Ta grupa mocno się zawęziła. Do tej pory przeprowadzaliśmy w Śląskim Centrum Chorób Serca w Zabrzu kilkanaście takich operacji rocznie, teraz są to pojedyncze przypadki, 2 – 3 na rok. Ogranicza się to do pacjentów, u których terapia lekami nie przyniosła spodziewanych korzyści, albo spowodowała działanie niepożądane, najczęściej wywołane przez upośledzone przez mukowiscydozę działanie wątroby. W takich przypadkach stosowanie leczenia może być niebezpieczne i pacjenci są kwalifikowani do przeszczepu płuc i wątroby, na szczęście są to pojedyncze przypadki.
Czy wprowadzenie nowej terapii leczenia mukowiscydozy skróciło listę oczekujących na przeszczep płuc?

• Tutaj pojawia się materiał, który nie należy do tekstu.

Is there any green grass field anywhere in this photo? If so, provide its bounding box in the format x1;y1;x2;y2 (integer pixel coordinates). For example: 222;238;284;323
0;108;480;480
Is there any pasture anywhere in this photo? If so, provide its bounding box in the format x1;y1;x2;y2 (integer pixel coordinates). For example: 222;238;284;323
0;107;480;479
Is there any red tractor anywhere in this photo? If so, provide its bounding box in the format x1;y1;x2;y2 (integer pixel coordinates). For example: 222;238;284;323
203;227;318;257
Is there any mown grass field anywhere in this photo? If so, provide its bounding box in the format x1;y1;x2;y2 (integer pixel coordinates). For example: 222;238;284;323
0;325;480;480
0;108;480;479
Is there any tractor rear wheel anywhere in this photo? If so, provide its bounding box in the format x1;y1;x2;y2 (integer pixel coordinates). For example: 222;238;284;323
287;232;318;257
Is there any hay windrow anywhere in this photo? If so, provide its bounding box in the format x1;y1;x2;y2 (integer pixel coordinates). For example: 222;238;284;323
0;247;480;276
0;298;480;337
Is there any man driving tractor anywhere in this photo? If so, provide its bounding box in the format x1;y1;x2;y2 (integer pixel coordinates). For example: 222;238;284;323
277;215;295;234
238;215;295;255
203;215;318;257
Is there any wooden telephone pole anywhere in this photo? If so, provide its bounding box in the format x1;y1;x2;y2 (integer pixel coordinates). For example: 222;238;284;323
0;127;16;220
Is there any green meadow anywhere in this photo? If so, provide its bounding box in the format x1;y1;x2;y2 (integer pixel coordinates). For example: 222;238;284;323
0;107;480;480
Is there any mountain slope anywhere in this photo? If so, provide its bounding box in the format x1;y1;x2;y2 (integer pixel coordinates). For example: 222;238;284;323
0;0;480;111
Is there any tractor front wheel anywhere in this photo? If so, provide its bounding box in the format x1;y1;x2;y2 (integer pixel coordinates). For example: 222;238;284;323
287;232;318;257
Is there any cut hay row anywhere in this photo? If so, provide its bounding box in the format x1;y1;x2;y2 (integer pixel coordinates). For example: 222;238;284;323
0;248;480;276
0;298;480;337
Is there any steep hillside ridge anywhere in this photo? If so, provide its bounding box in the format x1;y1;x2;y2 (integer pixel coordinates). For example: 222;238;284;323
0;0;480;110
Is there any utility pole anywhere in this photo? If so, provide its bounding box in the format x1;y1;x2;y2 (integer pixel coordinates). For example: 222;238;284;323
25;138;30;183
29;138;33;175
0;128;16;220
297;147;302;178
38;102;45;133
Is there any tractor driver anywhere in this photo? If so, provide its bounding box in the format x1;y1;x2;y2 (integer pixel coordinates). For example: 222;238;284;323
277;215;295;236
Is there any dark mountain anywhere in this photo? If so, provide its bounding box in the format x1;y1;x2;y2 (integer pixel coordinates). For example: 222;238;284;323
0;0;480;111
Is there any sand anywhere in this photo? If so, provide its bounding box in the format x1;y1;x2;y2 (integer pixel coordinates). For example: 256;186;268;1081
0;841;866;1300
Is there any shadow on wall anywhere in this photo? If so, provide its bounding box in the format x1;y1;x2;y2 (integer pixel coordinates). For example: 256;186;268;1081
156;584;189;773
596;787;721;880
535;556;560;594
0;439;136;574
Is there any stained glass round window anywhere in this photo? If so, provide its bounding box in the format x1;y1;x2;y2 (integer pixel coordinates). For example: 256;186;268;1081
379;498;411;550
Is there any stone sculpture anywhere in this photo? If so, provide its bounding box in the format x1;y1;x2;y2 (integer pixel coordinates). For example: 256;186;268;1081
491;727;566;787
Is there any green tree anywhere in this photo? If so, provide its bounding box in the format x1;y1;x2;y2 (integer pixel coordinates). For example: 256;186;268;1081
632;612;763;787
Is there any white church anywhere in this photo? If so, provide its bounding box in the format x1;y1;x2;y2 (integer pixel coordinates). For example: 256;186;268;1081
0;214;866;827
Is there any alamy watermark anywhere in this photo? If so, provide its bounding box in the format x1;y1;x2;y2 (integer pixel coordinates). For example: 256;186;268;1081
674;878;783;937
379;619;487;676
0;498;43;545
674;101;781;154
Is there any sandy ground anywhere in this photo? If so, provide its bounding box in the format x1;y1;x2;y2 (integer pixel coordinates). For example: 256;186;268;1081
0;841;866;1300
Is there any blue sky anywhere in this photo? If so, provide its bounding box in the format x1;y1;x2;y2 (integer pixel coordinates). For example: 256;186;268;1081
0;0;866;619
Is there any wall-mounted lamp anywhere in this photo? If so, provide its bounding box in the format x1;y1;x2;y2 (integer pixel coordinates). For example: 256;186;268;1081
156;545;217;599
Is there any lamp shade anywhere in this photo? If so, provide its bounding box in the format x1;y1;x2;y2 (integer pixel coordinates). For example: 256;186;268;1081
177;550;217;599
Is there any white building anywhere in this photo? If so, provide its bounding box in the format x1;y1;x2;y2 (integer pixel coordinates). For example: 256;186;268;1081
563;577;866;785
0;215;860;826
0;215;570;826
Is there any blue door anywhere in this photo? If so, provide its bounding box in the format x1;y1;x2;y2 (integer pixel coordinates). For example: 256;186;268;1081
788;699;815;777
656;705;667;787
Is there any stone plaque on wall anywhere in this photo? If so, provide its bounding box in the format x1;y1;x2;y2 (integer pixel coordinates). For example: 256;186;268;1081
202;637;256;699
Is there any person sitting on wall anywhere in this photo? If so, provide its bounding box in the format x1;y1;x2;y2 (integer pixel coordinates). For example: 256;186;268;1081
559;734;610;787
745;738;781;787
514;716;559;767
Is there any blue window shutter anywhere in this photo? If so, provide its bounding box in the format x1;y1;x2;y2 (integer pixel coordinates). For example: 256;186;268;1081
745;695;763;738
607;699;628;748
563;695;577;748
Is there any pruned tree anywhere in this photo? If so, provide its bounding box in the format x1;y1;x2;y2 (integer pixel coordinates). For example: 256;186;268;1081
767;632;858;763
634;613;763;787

Pacjenci z mukowiscydozą znikają nam z list oczekujących, ale ponieważ życie nie znosi próżni, w ich miejsce pojawiają się osoby ze zwłóknieniem płuc. Obecnie około 15 płuc, które rocznie przeszczepialiśmy pacjentom z mukowiscydozą, możemy przeszczepić innym osobom, dając im szansę na nowe życie. To realnie skróciło listę oczekujących na przeszczep, ale nie radykalnie. Nowa terapia chorych na mukowiscydozę jest refundowana od wiosny ubiegłego roku, to czas wygaszania pandemii COVID-19. Lukę wypełnili jednak pacjenci ze zwłóknieniem lub trwałym uszkodzeniem płuc po przebytej infekcji COVID-19. Są to też osoby, które chorowały wcześniej na jakąś chorobę płuc, a COVID-19 przyspieszył temat transplantacji. Szereg chorych, których teraz kwalifikujemy do transplantacji to pacjenci po ciężkiej infekcji COVID-19 np. w roku 2021. Uzupełniają lukę po pacjentach z mukowiscydozą, którzy zniknęli z list oczekujących.